Kabul residents said several flights took off Friday morning, while footage shared by a local Tolo TV correspondent showed the anxious crowd outside the airport as large as ever.
Thursday’s bombings near Kabul’s international airport killed at least 95 Afghans and 13 U.S. troops, Afghan and U.S. officials said, in the deadliest day for U.S. forces in Afghanistan since August 2011.
The true toll could be higher because other people may have taken bodies away from the scene, an official said Friday, speaking on condition of anonymity because they were not authorized to speak to the media.
In an emotional speech, U.S. President Joe Biden blamed the Islamic State group’s Afghanistan affiliate — Islamic State-Khorasan Province, or ISIS-K — which is more radical than the Taliban militants who seized power less than two weeks ago.
“We will rescue the Americans; we will get our Afghan allies out, and our mission will go on,” Biden said. But despite intense pressure to extend Tuesday’s deadline, he has cited the threat of attacks as a reason to keep to his plan.

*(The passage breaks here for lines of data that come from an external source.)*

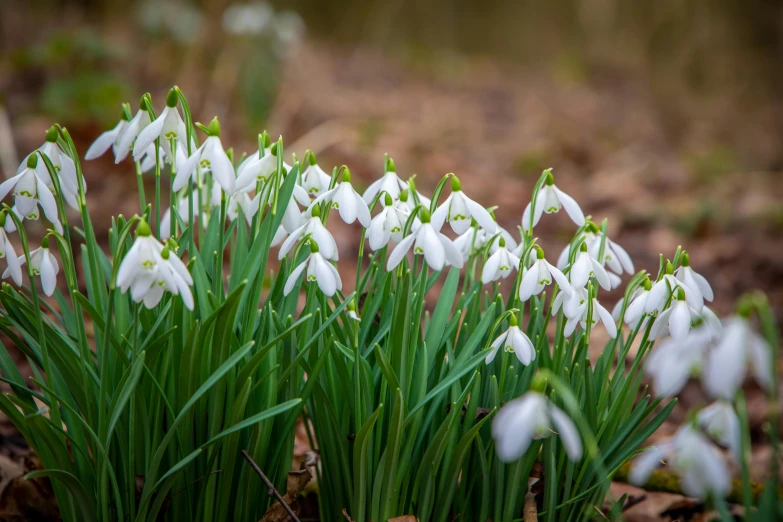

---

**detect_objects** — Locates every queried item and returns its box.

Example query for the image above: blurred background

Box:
[0,0,783,516]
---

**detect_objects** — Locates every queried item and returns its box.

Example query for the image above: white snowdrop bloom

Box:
[645,326,713,397]
[302,151,332,197]
[84,111,128,161]
[629,425,731,499]
[367,192,409,250]
[432,174,497,234]
[0,154,63,234]
[492,391,582,462]
[696,400,742,462]
[484,314,536,366]
[277,205,339,261]
[174,118,236,194]
[702,316,774,400]
[362,155,406,205]
[133,88,188,161]
[3,236,60,297]
[552,287,617,339]
[0,212,24,286]
[517,246,571,302]
[650,287,700,340]
[386,208,463,271]
[568,243,612,290]
[310,169,372,228]
[114,103,152,163]
[522,171,585,232]
[481,238,520,285]
[283,241,343,297]
[674,252,714,310]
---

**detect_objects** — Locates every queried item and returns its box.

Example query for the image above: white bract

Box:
[629,425,731,499]
[432,175,497,234]
[492,391,582,462]
[484,314,536,366]
[386,208,463,270]
[522,172,585,232]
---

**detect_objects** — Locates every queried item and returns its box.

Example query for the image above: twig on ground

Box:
[242,450,301,522]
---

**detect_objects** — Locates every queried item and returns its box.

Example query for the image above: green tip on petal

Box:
[136,218,152,237]
[451,174,462,192]
[166,87,179,108]
[207,116,220,137]
[46,125,58,143]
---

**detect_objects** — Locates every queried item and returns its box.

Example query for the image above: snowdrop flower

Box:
[310,168,371,228]
[522,169,585,232]
[674,252,714,310]
[16,125,82,209]
[650,287,699,341]
[568,243,612,290]
[484,314,536,366]
[702,316,774,399]
[133,87,188,161]
[283,241,343,297]
[367,192,409,250]
[629,425,731,499]
[0,212,24,286]
[277,205,339,261]
[492,391,582,462]
[432,174,497,234]
[362,154,408,203]
[481,237,519,285]
[174,118,235,194]
[696,400,742,462]
[302,151,332,197]
[386,208,463,271]
[84,110,129,161]
[3,236,60,297]
[519,246,571,302]
[645,326,713,397]
[114,101,152,163]
[0,153,63,234]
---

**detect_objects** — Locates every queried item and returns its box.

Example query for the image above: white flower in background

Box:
[3,236,60,297]
[16,126,82,207]
[522,171,585,232]
[302,151,332,197]
[481,237,519,285]
[650,287,700,341]
[367,192,409,250]
[674,252,714,310]
[310,168,372,228]
[432,174,497,234]
[277,205,339,261]
[362,154,408,202]
[84,111,128,161]
[0,153,63,234]
[386,208,463,271]
[133,88,188,161]
[702,316,774,400]
[629,425,731,499]
[492,391,582,462]
[174,118,235,194]
[568,243,612,290]
[283,241,343,297]
[114,103,151,163]
[517,246,571,302]
[696,400,742,462]
[645,326,713,397]
[484,314,536,366]
[0,212,24,286]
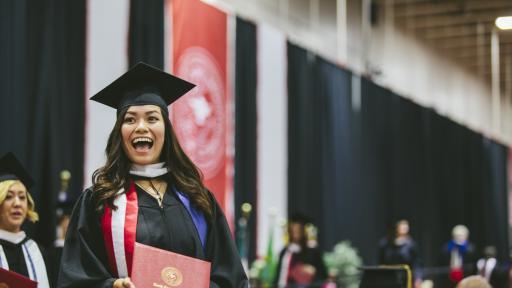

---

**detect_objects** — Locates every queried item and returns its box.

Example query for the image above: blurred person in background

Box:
[274,214,327,288]
[0,153,50,288]
[457,275,492,288]
[476,246,510,287]
[444,225,476,285]
[379,219,422,287]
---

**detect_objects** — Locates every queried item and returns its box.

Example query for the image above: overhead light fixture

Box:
[495,16,512,30]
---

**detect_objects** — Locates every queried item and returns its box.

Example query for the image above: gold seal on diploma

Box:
[162,267,183,288]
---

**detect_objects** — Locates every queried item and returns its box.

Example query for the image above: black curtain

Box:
[288,44,508,276]
[234,18,257,262]
[0,0,86,246]
[128,0,164,69]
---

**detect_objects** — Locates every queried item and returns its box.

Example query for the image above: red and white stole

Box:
[101,180,139,278]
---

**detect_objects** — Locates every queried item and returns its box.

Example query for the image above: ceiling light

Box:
[495,16,512,30]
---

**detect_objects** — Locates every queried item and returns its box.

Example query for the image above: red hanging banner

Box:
[170,0,233,216]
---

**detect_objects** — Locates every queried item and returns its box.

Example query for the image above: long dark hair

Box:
[92,107,213,218]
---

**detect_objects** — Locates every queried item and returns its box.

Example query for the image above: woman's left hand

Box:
[112,277,136,288]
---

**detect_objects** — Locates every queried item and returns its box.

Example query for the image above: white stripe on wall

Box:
[256,24,288,255]
[84,0,130,187]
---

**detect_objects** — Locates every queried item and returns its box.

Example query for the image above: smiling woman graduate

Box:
[0,153,50,288]
[58,63,248,288]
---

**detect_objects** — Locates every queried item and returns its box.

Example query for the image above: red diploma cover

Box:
[131,243,211,288]
[0,268,37,288]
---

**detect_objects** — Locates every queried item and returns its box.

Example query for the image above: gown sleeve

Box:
[206,194,249,288]
[57,189,116,288]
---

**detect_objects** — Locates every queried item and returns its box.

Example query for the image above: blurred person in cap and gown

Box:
[457,275,492,288]
[379,219,422,287]
[274,214,327,288]
[0,153,50,288]
[58,63,248,288]
[476,246,510,287]
[444,225,475,284]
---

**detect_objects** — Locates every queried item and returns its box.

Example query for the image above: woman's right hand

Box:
[112,277,135,288]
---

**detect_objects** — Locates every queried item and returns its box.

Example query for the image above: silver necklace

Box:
[136,180,165,207]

The Taliban, back in control of Afghanistan two decades after they were ousted in a U.S.-led invasion following the 9/11 attacks, insist on the deadline. The Trump administration in February 2020 struck an agreement with the Taliban that called for it to halt attacks on Americans in exchange for the removal of all U.S. troops and contractors by May; Biden announced in April he would have them out by September.

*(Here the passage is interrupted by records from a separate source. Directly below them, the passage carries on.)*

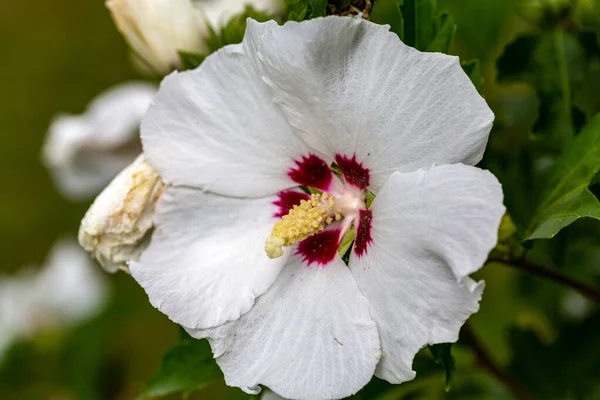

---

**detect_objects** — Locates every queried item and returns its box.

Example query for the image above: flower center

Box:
[265,193,342,258]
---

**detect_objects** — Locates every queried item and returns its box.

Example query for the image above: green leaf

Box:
[429,343,456,391]
[179,51,206,69]
[497,29,584,150]
[526,114,600,240]
[460,60,484,93]
[426,13,456,53]
[338,229,356,257]
[371,0,404,41]
[138,336,222,398]
[365,189,375,208]
[371,0,456,53]
[206,6,274,54]
[286,0,327,21]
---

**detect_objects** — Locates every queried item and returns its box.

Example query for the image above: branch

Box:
[461,324,531,400]
[488,258,600,303]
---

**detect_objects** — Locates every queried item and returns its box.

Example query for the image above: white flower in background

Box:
[79,156,165,272]
[130,17,504,399]
[106,0,282,75]
[42,83,156,200]
[0,240,108,357]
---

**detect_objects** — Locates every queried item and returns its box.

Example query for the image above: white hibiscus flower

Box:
[0,239,108,358]
[130,17,504,399]
[42,82,156,200]
[106,0,283,75]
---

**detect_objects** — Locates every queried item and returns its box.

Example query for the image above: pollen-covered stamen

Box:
[265,193,342,258]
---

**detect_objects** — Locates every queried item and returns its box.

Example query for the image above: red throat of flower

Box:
[265,154,372,267]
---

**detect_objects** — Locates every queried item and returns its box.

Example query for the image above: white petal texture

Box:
[131,17,504,399]
[350,164,504,383]
[42,82,156,200]
[142,45,308,197]
[190,256,380,399]
[247,17,494,192]
[130,187,287,329]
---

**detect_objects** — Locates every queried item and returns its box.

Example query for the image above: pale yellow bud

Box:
[79,156,166,272]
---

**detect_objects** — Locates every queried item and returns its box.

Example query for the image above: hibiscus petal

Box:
[130,187,289,328]
[189,256,380,399]
[142,40,310,197]
[350,164,504,383]
[251,17,494,191]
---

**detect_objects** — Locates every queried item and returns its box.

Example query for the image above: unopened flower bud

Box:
[79,155,166,272]
[106,0,208,75]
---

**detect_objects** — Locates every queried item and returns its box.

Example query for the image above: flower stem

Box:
[461,324,531,400]
[488,258,600,302]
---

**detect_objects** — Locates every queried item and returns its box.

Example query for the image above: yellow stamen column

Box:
[265,193,341,258]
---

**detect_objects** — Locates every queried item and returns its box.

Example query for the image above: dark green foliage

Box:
[371,0,456,53]
[286,0,327,21]
[526,114,600,239]
[206,6,275,54]
[139,336,222,398]
[460,60,484,92]
[179,51,206,69]
[429,343,456,390]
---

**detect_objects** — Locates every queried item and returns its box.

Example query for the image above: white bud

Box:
[42,82,156,200]
[79,155,166,272]
[106,0,283,75]
[106,0,208,75]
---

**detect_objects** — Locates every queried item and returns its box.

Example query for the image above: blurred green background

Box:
[0,0,600,399]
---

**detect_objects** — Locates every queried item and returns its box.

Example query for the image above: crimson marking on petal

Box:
[335,154,371,190]
[296,229,340,266]
[354,210,373,257]
[273,190,310,218]
[288,154,333,190]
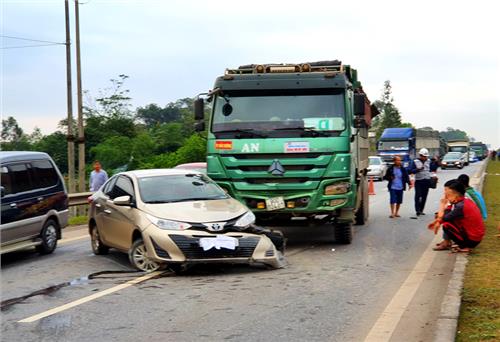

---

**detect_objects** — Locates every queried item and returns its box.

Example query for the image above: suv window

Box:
[102,176,118,196]
[0,166,12,195]
[31,160,59,188]
[109,176,134,199]
[8,164,34,194]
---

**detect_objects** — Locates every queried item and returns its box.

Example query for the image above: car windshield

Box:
[450,146,467,153]
[443,152,461,160]
[378,140,408,151]
[138,174,228,203]
[212,89,346,137]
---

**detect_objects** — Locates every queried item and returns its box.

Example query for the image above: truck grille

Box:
[220,153,334,190]
[169,235,259,259]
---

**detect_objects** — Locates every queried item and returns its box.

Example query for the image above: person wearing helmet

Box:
[412,148,431,219]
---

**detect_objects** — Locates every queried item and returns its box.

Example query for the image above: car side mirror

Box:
[113,196,132,207]
[194,98,205,120]
[194,121,205,132]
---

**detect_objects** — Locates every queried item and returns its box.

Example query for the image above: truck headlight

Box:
[234,211,255,228]
[146,214,191,230]
[325,182,351,195]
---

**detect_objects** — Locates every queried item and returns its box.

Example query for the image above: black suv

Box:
[0,152,68,254]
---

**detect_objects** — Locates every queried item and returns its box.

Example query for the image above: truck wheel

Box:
[36,220,59,254]
[335,223,353,245]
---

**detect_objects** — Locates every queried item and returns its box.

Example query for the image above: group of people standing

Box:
[385,148,487,252]
[384,148,438,219]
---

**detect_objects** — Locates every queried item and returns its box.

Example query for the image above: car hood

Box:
[142,198,248,223]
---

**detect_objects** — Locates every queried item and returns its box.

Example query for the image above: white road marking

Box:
[18,271,165,323]
[365,235,440,342]
[57,234,90,245]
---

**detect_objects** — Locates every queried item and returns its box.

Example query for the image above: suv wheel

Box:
[128,239,161,272]
[90,225,109,255]
[36,220,59,254]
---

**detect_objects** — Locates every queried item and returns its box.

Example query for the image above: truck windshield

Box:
[212,89,346,136]
[378,140,408,151]
[450,146,467,153]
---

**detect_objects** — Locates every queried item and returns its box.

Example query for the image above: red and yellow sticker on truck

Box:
[215,140,233,150]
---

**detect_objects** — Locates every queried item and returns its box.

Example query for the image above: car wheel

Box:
[36,220,59,254]
[335,223,353,245]
[128,239,161,272]
[90,225,109,255]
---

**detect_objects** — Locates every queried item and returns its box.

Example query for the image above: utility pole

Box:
[75,0,86,192]
[64,0,75,193]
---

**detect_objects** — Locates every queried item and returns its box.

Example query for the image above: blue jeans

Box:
[415,179,431,214]
[389,189,403,204]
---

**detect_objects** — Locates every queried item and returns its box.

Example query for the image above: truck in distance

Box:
[377,127,446,167]
[195,61,378,243]
[447,139,470,165]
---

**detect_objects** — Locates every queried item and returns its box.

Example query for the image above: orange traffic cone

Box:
[368,177,375,195]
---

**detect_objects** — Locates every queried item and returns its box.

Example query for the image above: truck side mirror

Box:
[354,94,366,117]
[194,121,205,132]
[194,98,205,120]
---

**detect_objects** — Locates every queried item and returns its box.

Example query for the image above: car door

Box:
[99,175,136,250]
[1,163,42,244]
[92,176,118,242]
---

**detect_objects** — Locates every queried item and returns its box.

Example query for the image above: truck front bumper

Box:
[217,178,357,216]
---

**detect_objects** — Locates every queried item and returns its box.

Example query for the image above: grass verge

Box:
[456,161,500,342]
[68,216,89,226]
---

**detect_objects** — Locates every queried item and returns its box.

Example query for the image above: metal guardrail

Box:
[68,192,93,207]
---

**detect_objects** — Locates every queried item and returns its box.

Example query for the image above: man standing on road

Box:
[384,156,411,218]
[457,174,488,220]
[89,160,108,192]
[412,148,431,219]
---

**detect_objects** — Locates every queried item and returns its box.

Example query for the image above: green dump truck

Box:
[195,60,378,243]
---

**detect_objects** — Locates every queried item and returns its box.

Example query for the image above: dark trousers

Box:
[415,179,431,214]
[443,222,480,248]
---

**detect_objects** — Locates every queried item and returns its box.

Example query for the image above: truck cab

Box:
[377,128,416,167]
[448,139,470,165]
[195,61,377,243]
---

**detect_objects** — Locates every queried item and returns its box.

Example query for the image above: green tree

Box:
[1,116,32,151]
[33,131,68,174]
[140,134,207,169]
[90,136,133,170]
[372,80,413,140]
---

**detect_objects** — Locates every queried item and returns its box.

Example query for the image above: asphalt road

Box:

While the U.S. on Thursday said more than 100,000 people have been safely evacuated from Kabul, as many as 1,000 Americans and tens of thousands more Afghans are struggling to leave in one of history’s largest airlifts. Gen. Frank McKenzie, the U.S. Central Command chief overseeing the evacuation, on Thursday said about 5,000 people were awaiting flights on the airfield.
Evacuation efforts ending
The scenes at the airport, with people standing knee-deep in sewage and families thrusting documents and even young children toward U.S. troops behind razor wire, have horrified many around the world as far-flung efforts continue to help people escape.

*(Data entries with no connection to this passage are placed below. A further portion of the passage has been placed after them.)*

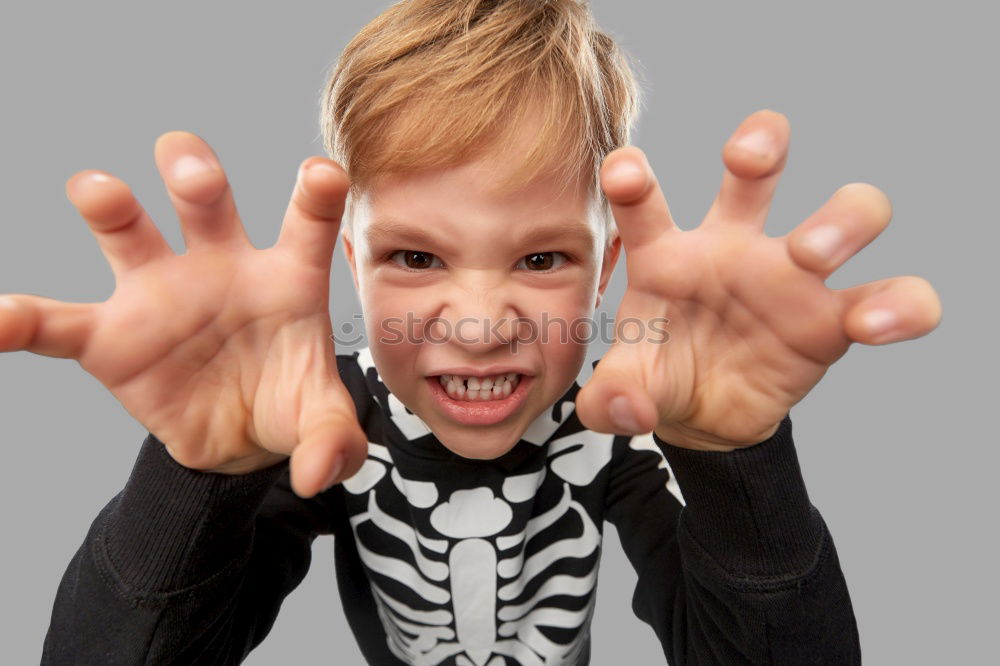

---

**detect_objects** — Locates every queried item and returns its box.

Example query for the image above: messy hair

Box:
[321,0,639,239]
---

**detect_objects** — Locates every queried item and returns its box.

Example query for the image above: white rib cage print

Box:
[343,350,680,666]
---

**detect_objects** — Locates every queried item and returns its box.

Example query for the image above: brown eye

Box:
[391,250,442,271]
[517,252,566,271]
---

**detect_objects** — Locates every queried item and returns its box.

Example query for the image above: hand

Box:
[577,110,941,451]
[0,132,367,496]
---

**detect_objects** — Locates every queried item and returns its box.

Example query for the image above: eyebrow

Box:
[365,219,594,250]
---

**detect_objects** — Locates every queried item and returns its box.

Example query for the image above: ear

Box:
[340,220,358,291]
[594,232,622,309]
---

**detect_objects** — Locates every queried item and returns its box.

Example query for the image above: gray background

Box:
[0,0,1000,664]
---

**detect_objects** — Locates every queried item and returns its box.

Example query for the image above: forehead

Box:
[352,156,602,245]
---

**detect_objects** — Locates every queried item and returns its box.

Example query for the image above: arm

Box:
[607,416,861,666]
[42,435,339,665]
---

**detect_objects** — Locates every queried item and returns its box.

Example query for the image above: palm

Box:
[578,112,940,448]
[0,132,365,495]
[79,244,336,468]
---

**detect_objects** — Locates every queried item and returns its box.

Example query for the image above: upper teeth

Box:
[438,372,519,400]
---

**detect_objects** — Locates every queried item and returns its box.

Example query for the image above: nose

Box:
[438,276,524,356]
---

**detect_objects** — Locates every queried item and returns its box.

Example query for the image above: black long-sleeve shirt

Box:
[42,350,861,666]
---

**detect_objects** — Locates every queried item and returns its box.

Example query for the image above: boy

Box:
[15,2,938,664]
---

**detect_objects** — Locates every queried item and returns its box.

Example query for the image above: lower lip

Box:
[427,375,532,426]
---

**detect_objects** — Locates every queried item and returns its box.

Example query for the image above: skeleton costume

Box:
[42,350,860,666]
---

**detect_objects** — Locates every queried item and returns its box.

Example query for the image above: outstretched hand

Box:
[0,132,367,496]
[577,110,941,451]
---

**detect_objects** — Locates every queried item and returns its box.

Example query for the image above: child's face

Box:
[345,155,619,459]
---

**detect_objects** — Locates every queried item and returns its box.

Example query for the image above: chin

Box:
[435,433,520,460]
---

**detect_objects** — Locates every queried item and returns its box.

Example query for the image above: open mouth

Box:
[427,372,534,426]
[438,372,521,402]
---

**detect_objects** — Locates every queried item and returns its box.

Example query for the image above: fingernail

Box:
[320,456,344,492]
[864,308,899,335]
[802,224,844,261]
[306,162,339,176]
[608,395,640,435]
[173,155,212,180]
[607,160,646,188]
[733,131,775,157]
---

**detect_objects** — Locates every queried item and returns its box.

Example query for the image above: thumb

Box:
[289,405,368,498]
[576,344,658,435]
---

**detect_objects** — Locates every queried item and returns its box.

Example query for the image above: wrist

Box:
[653,421,781,453]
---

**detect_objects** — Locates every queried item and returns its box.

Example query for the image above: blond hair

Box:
[321,0,639,237]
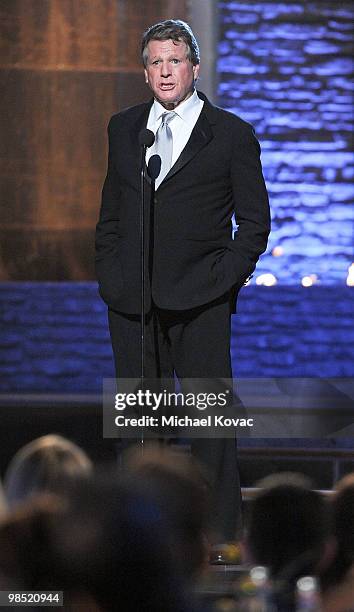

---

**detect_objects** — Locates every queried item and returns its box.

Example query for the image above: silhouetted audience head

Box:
[4,434,92,507]
[0,471,194,612]
[0,495,63,590]
[127,445,209,580]
[246,473,329,579]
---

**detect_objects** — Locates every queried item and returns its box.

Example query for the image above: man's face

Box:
[144,40,199,110]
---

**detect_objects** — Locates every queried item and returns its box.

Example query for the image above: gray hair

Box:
[141,19,200,66]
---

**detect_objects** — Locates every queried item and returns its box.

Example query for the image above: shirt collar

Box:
[153,90,201,123]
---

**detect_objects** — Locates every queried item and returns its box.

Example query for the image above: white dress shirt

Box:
[146,90,204,189]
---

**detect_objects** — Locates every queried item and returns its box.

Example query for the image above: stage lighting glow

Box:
[256,274,277,287]
[301,274,317,287]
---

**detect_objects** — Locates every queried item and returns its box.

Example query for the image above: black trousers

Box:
[108,295,241,541]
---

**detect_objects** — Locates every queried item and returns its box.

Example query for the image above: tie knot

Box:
[161,111,176,125]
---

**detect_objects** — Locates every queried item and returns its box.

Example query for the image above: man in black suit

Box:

But those chances are fading fast for many. Some U.S. allies have said they are ending evacuation efforts, in part to give the U.S. time to wrap up its evacuation work before getting 5,000 of its troops out by Tuesday.
Britain said Friday its evacuations from Afghanistan will end within hours, and the main British processing centre for eligible Afghans has been closed. Defence Secretary Ben Wallace told Sky News there would be “eight or nine” evacuation flights on Friday, and they will be the last. British troops will leave over the next few days.
Canada ended its evacuation operations on Thursday. And the Spanish government also said it has ended its evacuation operation.
France’s European affairs minister said France will end its evacuation operation in Kabul “soon” but may seek to extend it until after Friday night. Clement Beaune said on French radio Europe 1 France continues its operation at the moment in order “to evacuate as many people as possible.”
Untold thousands of Afghans, especially ones who had worked with the U.S. and other Western countries, are now in hiding from the Taliban, fearing retaliation despite the group’s offer of full amnesty. The militant group has claimed it has become more moderate since its harsh rule from 1996 to 2001, when it largely confined women to their homes, banned television and music and held public executions.
But Afghans in Kabul and elsewhere have reported that some Taliban members are barring girls from attending school and going door to door in search of people who had worked with Western forces.
Meanwhile, people in Afghanistan face a growing humanitarian crisis.
Medical supplies are running out in Afghanistan, where the World Health Organization said on Friday it hoped to establish an air bridge into the northern city of Mazar-i-Sharif with the help of Pakistani authorities within the next two or three days.
“Right now because of security concerns and several other operational considerations, Kabul airport is not going to be an option for the next week at least,” Rick Brennan, WHO’s regional emergency director, speaking from Cairo, told a Geneva briefing.
Insurance rates for flying into Afghanistan have “skyrocketed,” he said, speaking a day after bombs at Kabul airport killed dozens of people. “Once we can address that we can hopefully be airborne in the next 48-72 hours,” he added.